Он пел на голос: «Как и мой-от козел всегда пьян и весел».

Левин чувствовал, как холод проникал ему в душу. Страшно ему было слушать такие песни после того, что он сейчас видел. А юродивый, остановившись на минуту, весело сказал:

— Здравствуй, Варсона! Заходи ко мне в гости, у меня свадьба.

— А ты где живешь теперь?

Юродивый рассмеялся, снова подбоченился и, спросив: «Где»? — снова начал приплясывать и приговаривать:

У Марьюшки

У Акимовны,

У Иванушки

У Захарыча —

Что у Марьюшки в шабрах,

У Ивана на задах...

— Вон он где живет! — говорил старик, улыбаясь. — Угадай-ка его, где это подворье... Марья Акимовна — это у него дщерь Иоакима и Анны, Мария — Богородица Дева, а Иван Захарыч — это сын Захарии и Елисавет, значит, Иоанн Креститель. Так вон он, Божий человек, где живет: у Девы Марии в соседстве и у Иоанна Крестителя на задах... Вот и попадай к нему в гости.

— А кого ж ты замуж выдаешь, кого женишь? — обратился старик к юродивому.

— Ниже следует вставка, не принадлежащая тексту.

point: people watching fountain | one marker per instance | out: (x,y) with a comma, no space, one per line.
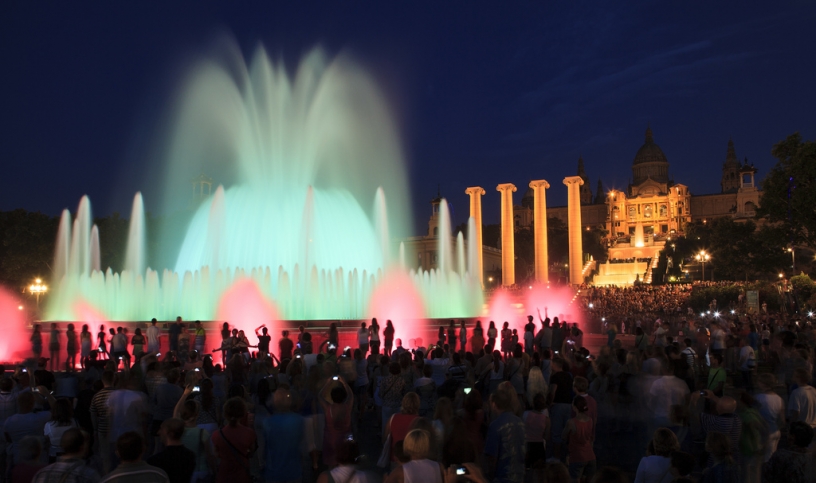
(54,347)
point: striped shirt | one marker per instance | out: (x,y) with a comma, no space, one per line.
(68,470)
(99,409)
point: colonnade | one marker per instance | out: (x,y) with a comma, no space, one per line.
(539,187)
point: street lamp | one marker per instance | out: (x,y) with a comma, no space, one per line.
(38,288)
(703,257)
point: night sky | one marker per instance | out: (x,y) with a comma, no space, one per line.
(484,92)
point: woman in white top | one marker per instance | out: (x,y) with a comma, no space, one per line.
(417,446)
(772,410)
(656,468)
(345,471)
(62,419)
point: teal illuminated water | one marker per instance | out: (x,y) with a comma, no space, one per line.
(314,188)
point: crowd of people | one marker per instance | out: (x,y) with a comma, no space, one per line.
(638,303)
(711,399)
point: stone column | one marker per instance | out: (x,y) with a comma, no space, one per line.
(574,213)
(508,234)
(540,234)
(476,193)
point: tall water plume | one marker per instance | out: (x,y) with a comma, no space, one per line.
(298,160)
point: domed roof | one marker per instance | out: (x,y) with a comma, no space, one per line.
(649,152)
(731,160)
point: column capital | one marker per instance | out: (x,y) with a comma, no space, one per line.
(539,183)
(570,180)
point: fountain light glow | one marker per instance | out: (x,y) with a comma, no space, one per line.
(12,345)
(300,221)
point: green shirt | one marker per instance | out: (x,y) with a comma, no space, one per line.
(715,377)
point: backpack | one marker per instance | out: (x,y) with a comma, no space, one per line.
(754,432)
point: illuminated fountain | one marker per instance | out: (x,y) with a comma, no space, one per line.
(308,162)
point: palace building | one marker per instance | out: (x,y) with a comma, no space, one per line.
(652,209)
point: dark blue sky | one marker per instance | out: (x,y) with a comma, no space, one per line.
(485,92)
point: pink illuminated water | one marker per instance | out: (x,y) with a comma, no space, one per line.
(245,308)
(550,300)
(397,299)
(14,344)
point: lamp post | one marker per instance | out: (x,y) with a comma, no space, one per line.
(703,257)
(38,288)
(793,260)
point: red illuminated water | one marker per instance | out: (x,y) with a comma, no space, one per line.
(396,298)
(245,308)
(548,300)
(14,345)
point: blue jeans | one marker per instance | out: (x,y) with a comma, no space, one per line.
(559,415)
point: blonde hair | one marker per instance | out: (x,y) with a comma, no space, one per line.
(417,444)
(719,445)
(410,403)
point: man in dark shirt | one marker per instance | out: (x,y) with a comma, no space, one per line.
(561,398)
(286,346)
(176,460)
(505,446)
(263,341)
(175,330)
(99,417)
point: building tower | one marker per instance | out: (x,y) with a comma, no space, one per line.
(600,196)
(650,163)
(576,243)
(731,171)
(586,190)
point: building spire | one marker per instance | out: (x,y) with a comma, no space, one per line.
(581,170)
(731,156)
(600,195)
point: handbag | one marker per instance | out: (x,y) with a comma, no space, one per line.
(384,460)
(238,456)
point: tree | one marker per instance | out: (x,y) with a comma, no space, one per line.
(789,190)
(27,242)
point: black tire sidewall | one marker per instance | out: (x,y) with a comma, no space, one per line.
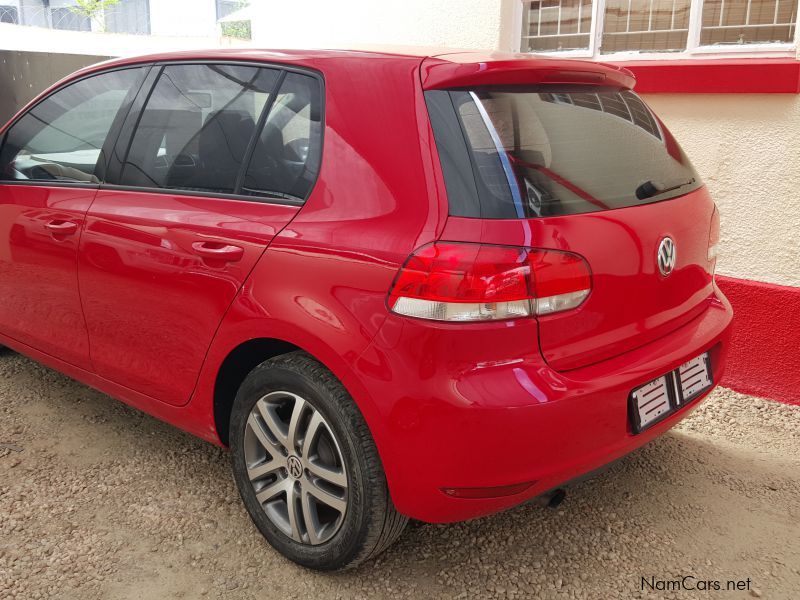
(346,544)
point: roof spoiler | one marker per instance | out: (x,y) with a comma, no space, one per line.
(474,69)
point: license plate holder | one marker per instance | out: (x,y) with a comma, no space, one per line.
(659,398)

— Пса смердячего, что у царя в покоях гадит и на добрых людей лает, женю я, Варсонушка, на красной девице несчастливице, на Марьюшке Гаментовой.

— А что? — спросил старик с недоумением, зная вполне, что все намеки и иносказания юродивого всегда имеют практическое основание. — Что ж с нею, с Гаментовою-то, Фомушка?

— Этот пес Орелка нагадил на нее, а Андрей Иваныч Ушаков моет ее, голубушку, в немшоной бане.

«Немшоной баней» у тогдашнего простонародья, иносказательно, называлась тайная канцелярия или пыточный застенок, а иногда и просто виселица: «изба немшона и невершона».

Юродивый давал этим знать, что Гамильтон за что-то арестовали и что виной в этом был какой-то пес Орелка, — конечно, Орлов.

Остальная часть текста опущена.